Offering participants the opportunity to visit some of the most exciting places in the world, ActionAid's First Hand Experiences are designed to be just that - a unique way of being immersed in the local culture, meeting local people and making a lasting, hands-on difference.

Alan and the rest of the group, ranging from 22 to 69 years old, made the long journey from the UK to the Nepalese capital, Kathmandu, before reaching the building site in the remote village of Belarpur in the Kailali district.

Alan said: “I'd never been on any trip like this before, I'd only holidayed in Europe and the States. Going on my own was half the fun! It was great to meet all these new people and get to know their stories and why they had decided to come on the trip.”

The aim of the project is to build homes for the Kamaiya people, a community of agricultural workers who have only recently been freed from slavery. Left with barely any land and no shelter, they have very few ways of earning an income on which they can survive. The group of ActionAid volunteers worked for five days side by side with members of this local community, helping to lay the foundations for homes together with the people who would eventually live in them.
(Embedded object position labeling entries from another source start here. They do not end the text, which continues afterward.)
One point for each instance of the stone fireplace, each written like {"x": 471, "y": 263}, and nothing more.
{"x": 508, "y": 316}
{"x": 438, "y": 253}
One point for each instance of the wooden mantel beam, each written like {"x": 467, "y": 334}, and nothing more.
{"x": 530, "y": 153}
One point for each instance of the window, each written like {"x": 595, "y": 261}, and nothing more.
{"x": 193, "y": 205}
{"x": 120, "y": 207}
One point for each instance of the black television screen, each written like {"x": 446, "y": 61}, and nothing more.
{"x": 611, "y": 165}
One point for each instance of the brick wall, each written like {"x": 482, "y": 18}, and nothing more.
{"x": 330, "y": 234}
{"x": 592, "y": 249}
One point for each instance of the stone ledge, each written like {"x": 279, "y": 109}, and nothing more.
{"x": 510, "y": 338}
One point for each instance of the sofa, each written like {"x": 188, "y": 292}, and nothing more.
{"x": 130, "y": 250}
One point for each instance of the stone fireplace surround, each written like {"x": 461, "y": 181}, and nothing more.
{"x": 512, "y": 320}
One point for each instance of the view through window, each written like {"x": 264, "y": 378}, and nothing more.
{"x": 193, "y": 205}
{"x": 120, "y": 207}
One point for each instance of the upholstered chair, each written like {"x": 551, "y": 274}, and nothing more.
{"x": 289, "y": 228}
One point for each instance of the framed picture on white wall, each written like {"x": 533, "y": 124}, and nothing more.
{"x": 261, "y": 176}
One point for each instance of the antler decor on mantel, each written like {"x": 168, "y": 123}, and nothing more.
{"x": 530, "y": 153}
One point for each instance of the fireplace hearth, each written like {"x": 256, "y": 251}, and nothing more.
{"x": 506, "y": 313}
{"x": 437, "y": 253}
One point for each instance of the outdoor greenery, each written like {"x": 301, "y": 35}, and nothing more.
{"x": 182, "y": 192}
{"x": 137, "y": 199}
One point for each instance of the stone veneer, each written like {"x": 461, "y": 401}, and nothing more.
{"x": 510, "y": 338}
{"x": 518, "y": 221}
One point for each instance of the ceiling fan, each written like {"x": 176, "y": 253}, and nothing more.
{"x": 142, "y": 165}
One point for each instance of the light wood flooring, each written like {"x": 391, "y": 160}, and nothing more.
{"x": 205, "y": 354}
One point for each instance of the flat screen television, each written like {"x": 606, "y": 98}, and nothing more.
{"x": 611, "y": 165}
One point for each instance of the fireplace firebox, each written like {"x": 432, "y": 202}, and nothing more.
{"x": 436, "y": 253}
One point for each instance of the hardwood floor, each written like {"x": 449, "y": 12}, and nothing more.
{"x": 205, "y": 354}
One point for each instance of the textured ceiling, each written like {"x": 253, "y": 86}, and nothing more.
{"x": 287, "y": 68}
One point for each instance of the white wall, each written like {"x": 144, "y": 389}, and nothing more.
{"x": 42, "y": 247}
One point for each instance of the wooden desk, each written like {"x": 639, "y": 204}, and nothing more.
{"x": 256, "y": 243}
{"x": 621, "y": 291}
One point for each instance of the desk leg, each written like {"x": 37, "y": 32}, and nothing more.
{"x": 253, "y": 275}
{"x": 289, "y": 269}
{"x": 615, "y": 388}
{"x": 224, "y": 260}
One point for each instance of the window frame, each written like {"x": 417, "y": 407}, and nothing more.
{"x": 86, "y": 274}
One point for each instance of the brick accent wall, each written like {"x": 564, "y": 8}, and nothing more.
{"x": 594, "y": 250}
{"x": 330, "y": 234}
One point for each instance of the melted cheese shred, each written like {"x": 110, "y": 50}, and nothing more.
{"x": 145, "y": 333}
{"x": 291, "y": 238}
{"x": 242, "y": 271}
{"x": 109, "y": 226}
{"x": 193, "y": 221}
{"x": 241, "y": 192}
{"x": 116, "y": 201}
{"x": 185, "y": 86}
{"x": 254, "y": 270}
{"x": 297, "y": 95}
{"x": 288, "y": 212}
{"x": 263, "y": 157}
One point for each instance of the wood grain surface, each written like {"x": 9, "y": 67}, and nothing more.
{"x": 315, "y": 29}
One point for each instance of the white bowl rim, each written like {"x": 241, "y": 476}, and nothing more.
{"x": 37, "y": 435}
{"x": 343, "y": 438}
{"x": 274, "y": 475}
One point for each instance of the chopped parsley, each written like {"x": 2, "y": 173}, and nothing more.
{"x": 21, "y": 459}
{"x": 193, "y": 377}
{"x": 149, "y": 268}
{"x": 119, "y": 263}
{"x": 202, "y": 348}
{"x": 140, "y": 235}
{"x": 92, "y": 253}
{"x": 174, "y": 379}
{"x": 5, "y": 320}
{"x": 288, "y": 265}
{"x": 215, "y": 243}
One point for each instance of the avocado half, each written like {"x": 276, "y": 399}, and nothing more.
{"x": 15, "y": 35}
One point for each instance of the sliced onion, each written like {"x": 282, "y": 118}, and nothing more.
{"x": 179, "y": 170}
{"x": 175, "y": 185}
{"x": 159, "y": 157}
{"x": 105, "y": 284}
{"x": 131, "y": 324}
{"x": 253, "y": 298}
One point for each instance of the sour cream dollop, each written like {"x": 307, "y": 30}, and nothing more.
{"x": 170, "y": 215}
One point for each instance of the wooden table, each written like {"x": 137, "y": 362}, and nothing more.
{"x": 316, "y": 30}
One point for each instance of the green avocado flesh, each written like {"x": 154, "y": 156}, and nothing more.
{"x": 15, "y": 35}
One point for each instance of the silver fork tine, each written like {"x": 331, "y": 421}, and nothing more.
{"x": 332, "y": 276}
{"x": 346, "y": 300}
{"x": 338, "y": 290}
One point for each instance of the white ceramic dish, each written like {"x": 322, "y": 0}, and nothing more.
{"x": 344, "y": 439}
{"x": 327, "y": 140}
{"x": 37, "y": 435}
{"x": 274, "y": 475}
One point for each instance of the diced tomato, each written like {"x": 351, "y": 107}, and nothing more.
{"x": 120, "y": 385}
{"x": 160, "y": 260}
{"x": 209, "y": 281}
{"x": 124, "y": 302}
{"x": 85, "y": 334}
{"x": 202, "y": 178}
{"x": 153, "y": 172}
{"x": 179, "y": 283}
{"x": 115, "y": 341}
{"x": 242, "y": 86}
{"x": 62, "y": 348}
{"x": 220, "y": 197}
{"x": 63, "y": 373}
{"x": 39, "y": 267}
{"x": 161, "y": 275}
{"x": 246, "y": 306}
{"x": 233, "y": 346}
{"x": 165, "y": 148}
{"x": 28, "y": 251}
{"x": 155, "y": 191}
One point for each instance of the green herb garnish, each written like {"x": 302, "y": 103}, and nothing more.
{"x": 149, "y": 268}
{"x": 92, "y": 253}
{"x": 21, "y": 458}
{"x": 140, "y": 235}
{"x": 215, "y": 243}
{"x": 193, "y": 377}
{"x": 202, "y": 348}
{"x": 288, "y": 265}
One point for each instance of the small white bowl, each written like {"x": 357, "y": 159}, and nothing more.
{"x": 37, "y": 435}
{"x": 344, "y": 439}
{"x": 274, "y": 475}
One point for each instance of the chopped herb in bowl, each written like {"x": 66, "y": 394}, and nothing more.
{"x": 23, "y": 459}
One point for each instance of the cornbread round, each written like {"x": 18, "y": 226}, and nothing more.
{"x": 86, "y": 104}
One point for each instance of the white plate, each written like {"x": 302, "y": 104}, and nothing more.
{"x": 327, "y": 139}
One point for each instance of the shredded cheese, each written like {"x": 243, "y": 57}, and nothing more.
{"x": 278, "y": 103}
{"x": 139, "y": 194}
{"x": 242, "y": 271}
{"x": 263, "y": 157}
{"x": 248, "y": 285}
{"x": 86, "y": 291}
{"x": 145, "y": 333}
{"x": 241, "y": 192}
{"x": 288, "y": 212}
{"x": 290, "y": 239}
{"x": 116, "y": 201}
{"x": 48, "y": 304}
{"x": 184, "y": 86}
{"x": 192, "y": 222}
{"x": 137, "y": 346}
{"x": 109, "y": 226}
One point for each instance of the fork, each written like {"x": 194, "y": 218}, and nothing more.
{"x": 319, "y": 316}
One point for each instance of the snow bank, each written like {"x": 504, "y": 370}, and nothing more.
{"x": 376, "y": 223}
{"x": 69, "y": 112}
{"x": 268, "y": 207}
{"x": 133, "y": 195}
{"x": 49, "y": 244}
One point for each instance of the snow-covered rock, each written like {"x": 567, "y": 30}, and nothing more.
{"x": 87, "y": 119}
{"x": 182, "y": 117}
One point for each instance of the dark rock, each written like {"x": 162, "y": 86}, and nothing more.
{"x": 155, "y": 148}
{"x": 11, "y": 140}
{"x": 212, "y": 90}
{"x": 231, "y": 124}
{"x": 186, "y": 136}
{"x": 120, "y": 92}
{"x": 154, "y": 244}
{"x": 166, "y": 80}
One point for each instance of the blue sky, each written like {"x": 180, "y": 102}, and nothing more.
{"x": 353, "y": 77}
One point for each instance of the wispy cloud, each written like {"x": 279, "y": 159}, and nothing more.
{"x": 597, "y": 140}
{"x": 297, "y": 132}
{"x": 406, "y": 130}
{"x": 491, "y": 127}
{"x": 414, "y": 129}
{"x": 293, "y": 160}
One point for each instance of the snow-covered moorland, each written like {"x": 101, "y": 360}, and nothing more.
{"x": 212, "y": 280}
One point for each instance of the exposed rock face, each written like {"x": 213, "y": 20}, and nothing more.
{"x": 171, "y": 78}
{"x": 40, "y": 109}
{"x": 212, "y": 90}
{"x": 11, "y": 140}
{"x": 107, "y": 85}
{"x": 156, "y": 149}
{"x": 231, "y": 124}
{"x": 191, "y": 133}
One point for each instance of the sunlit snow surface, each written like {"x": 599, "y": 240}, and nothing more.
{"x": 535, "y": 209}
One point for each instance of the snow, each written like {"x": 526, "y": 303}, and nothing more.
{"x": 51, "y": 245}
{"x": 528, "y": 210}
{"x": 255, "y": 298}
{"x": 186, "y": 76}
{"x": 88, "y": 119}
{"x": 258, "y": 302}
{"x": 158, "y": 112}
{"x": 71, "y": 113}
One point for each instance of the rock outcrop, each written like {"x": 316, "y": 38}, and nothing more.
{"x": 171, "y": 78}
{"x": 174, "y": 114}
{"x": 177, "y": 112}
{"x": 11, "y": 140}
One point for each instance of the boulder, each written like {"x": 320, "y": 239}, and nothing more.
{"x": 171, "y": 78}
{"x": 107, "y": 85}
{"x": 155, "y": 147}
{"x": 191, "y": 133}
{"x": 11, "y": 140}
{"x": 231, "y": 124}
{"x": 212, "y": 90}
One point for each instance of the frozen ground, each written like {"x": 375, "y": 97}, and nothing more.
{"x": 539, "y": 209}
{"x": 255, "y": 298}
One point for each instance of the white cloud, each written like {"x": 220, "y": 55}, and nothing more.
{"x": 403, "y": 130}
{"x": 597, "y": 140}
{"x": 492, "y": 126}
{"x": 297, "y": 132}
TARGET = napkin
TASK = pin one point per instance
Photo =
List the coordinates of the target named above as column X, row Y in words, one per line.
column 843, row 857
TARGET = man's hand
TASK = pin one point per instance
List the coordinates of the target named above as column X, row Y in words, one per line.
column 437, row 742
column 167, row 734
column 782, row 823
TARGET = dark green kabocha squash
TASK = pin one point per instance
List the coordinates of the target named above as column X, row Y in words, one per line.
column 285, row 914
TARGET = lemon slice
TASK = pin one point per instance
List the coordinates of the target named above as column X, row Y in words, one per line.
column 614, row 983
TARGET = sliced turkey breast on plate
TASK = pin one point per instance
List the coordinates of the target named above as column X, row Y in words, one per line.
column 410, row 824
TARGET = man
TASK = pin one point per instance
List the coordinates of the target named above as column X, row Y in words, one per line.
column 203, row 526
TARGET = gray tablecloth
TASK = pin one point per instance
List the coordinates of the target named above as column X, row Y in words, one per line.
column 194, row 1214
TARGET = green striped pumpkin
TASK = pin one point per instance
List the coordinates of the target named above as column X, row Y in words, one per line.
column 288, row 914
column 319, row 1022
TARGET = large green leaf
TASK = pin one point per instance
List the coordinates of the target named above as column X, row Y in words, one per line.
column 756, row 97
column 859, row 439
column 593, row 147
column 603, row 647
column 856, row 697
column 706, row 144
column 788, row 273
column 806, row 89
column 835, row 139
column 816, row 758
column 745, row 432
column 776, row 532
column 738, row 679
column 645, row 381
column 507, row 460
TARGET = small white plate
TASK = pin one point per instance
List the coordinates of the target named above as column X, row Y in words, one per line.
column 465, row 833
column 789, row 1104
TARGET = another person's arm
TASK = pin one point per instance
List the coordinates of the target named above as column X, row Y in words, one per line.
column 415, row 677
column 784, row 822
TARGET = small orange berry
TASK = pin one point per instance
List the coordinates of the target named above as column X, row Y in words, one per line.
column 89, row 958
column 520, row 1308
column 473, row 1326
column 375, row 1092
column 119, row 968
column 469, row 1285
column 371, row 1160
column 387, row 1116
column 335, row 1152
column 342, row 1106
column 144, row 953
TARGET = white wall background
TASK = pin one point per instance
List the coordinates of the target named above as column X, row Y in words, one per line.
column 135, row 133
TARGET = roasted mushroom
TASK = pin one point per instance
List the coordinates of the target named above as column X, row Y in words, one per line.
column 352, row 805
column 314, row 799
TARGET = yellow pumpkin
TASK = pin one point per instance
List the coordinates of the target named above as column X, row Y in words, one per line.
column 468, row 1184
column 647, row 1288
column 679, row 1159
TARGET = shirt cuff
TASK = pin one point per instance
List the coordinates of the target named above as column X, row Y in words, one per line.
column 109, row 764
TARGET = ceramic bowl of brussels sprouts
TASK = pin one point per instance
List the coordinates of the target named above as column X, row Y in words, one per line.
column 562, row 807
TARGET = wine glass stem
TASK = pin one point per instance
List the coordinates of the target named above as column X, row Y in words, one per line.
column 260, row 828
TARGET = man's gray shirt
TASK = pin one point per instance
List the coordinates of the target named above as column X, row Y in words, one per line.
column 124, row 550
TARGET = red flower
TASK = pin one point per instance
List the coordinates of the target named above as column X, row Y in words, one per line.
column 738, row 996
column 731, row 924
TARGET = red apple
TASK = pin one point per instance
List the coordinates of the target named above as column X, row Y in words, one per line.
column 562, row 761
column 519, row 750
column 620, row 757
“The feeling of living and working with the Kamaiya community was so intensely enjoyable, we laughed and joked with them, shared our food and overcame the language barrier surprisingly easily,” he said.

The five days of intensive work, including digging foundations, mixing cement and bricklaying, took place in the extreme Nepalese heat. Nights were spent camping in the most basic of conditions.

Upon returning to the UK, Alan reflected: “My lasting memory of the trip will be the morning we left. The whole village turned to see us go, which none of us was expecting as we had said goodbye the previous evening. They brought us garlands of flowers and tika dye and other little presents - it was pretty overwhelming.

“The women were crying and sobbing as we got on the bus to leave, while the boys laughed and waved at us. There was such an outpouring of emotion and I realised then how much we had touched their lives and how much I had connected with them. It was heartbreaking, but uplifting as we drove away knowing that we had made a real difference.”